The mscratch CSR in Tock is a global pointer variable in a language that doesn't really have global variables. The normal encapsulation rules that we expect from Rust don't apply, making it hard to ensure correct behavior.

I still contend the correct fix is scoping: the mscratch CSR should only be accessible from the file/function that we trust to set it correctly. If we could enable that, then setting the CSR hardware register is not unsafe, only using the stored value is unsafe.

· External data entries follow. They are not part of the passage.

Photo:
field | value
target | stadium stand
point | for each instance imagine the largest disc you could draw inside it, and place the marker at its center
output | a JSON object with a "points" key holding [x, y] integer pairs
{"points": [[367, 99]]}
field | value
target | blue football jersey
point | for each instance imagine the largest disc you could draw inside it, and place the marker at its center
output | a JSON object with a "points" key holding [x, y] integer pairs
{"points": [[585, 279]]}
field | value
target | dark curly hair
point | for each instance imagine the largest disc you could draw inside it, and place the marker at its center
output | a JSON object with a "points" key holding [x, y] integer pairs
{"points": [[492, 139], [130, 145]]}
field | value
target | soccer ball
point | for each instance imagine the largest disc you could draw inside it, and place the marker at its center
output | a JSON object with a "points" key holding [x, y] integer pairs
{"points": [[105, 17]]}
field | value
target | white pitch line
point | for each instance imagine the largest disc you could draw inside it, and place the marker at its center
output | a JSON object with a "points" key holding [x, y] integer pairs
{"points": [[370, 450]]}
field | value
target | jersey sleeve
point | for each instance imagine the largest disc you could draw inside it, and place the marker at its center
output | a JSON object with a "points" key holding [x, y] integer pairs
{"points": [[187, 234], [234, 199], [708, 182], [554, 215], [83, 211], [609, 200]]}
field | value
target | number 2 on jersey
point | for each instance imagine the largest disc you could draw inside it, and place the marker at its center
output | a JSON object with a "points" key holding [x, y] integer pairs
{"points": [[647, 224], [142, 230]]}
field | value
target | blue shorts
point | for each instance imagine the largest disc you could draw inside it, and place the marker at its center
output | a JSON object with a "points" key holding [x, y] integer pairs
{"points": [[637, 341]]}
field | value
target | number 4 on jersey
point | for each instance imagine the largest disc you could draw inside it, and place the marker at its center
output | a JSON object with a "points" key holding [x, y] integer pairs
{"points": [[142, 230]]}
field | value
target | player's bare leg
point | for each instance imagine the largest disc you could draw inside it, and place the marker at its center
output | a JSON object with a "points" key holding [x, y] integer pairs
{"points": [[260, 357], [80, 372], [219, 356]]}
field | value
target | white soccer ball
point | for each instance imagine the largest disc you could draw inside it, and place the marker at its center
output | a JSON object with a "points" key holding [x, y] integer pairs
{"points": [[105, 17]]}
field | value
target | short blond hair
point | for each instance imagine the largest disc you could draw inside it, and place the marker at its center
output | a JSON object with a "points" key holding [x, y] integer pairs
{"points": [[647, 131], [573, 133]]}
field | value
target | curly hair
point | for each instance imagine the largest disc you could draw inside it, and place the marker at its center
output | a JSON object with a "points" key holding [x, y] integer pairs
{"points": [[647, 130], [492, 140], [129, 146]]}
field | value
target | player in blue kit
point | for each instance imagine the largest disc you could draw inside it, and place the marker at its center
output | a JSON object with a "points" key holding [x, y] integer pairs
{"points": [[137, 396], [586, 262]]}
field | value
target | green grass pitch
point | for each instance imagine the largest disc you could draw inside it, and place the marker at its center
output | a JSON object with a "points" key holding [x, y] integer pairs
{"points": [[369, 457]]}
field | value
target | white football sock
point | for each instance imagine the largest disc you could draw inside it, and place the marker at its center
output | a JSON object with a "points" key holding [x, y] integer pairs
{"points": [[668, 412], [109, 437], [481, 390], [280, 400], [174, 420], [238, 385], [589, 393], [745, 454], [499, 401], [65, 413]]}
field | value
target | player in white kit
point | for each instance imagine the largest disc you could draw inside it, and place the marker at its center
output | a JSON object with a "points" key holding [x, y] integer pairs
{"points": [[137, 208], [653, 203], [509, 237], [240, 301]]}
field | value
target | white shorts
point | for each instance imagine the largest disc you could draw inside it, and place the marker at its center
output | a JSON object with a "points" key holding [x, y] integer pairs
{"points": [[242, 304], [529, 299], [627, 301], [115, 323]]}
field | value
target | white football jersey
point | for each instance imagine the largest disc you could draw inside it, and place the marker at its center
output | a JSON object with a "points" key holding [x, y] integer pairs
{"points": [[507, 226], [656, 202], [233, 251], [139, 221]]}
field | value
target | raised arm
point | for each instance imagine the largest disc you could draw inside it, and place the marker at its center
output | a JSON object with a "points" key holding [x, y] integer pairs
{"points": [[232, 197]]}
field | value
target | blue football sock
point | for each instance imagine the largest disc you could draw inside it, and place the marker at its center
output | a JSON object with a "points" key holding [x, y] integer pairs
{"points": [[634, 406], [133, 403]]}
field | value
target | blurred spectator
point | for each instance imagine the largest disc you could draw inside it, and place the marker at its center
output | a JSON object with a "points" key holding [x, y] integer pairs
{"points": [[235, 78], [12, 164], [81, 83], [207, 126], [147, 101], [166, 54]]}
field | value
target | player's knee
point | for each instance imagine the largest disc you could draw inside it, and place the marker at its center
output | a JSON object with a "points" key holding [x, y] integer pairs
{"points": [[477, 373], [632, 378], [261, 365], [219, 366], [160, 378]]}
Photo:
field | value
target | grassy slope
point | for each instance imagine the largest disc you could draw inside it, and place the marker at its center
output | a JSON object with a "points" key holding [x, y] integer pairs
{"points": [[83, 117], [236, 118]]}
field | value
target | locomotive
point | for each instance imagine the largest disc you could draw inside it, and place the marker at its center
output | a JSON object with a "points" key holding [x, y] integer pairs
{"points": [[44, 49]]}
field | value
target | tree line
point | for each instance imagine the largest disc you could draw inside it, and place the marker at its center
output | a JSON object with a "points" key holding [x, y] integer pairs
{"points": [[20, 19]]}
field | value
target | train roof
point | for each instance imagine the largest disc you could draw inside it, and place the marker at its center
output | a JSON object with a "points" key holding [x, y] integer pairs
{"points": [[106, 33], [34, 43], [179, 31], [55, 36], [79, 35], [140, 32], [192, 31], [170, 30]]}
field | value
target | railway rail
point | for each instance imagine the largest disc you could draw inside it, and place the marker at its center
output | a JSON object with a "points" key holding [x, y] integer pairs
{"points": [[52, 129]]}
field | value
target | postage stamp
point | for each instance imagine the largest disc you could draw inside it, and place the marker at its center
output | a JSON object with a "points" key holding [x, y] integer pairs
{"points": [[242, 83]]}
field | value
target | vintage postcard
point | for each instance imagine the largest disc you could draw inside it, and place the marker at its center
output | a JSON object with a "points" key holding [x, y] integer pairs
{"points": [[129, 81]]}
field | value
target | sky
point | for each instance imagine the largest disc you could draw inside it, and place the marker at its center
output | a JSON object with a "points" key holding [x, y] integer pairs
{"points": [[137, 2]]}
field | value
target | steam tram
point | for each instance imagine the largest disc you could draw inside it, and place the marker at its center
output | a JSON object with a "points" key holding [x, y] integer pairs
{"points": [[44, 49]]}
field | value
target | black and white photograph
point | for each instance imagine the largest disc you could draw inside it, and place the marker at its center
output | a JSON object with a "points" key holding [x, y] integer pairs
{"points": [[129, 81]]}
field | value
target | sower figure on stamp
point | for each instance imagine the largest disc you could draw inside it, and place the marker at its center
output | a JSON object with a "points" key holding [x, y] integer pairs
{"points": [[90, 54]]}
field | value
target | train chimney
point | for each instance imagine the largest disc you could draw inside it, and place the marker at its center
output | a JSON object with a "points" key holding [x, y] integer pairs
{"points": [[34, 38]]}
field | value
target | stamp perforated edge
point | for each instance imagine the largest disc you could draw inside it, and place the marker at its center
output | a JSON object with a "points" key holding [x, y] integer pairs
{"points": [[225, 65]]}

Allowing mscratch to be set within any file (like a global variable), but guarding it behind unsafe, approximates the behavior we actually want. There is no valid reason for any code outside of the context switch riscv code to touch mscratch, and therefore none of that code should be able to, unsafe or not. If mscratch wasn't a hardware register but instead was just a normal Rust variable, then we could use Rust to control access using pub (or the lack of pub). We wouldn't, however, then explicitly create a public, yet unsafe, setter function, as there would be no reason to.

While thinking this through, I don't understand why we don't just delete the mscratch CSR from the csr crate. That implicitly guards it behind unsafe (as code would need asm to access the CSR), and also makes it no longer a public global variable.


Maybe it's worth figuring out mscratch first before deciding on the remaining CSRs? I still don't understand the argument that they are unsafe. We have a MPU object in cortex-m which only provides safe accesses, for example.